The Lindbergh lens - Unique fashion storytelling that first launched the supermodels
When German photographer Peter Lindbergh shot five young models in downtown New York City in 1989, he produced not only the iconic British Vogue January 1990 cover but also the birth certificate of the supermodels. The image didn’t just bring revered faces together for the first time; it marked the beginning of a new fashion era and a new understanding of female beauty.
Coinciding with his major retrospective at the Kunsthal in Rotterdam, The Netherlands, this book gathers more than 400 images from four decades of Lindbergh’s photography to celebrate his unique and game changing storytelling. Raw and seductive at once, his trademark monochrome pictures are marked by a romantic and narrative vision which brought a new vision and artistry to the art and fashion world.

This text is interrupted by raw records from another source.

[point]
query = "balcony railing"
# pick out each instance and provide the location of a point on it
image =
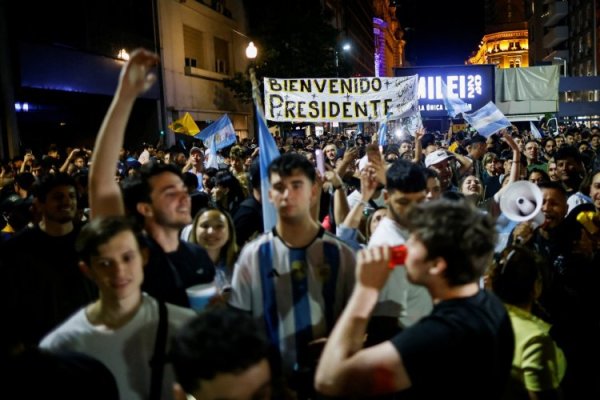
(556, 11)
(555, 36)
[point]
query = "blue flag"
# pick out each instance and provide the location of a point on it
(454, 105)
(487, 120)
(267, 153)
(221, 131)
(212, 161)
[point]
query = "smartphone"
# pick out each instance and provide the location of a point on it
(372, 152)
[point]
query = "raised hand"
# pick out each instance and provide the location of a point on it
(373, 267)
(137, 76)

Considered a pioneer in photography, he introduced a form of new realism by redefining the standards of beauty with timeless images. Whether in single portraits or poetic compositions of figure and landscape, the imagery is inflected by cinematic language and by a play with female archetypes as his subjects adopt the guise of dancers, actresses, heroines, and femme fatales. At the same time, Lindbergh brings a humanist approach to photography, privileging natural and authentic beauty in an era of pervasive retouching, capturing spirit and personality as much as looks, and celebrating the elegance and sensuality of older women.
In a testimony to Lindbergh’s illustrious status in the fashion world, his images are contextualized by commentaries from collaborators such as Jean Paul Gaultier, Nicole Kidman, Grace Coddington, Cindy Crawford, and Anna Wintour, who chose Lindbergh to shoot her first US Vogue cover. Their tributes explain what makes Lindbergh’s images so unique and powerful.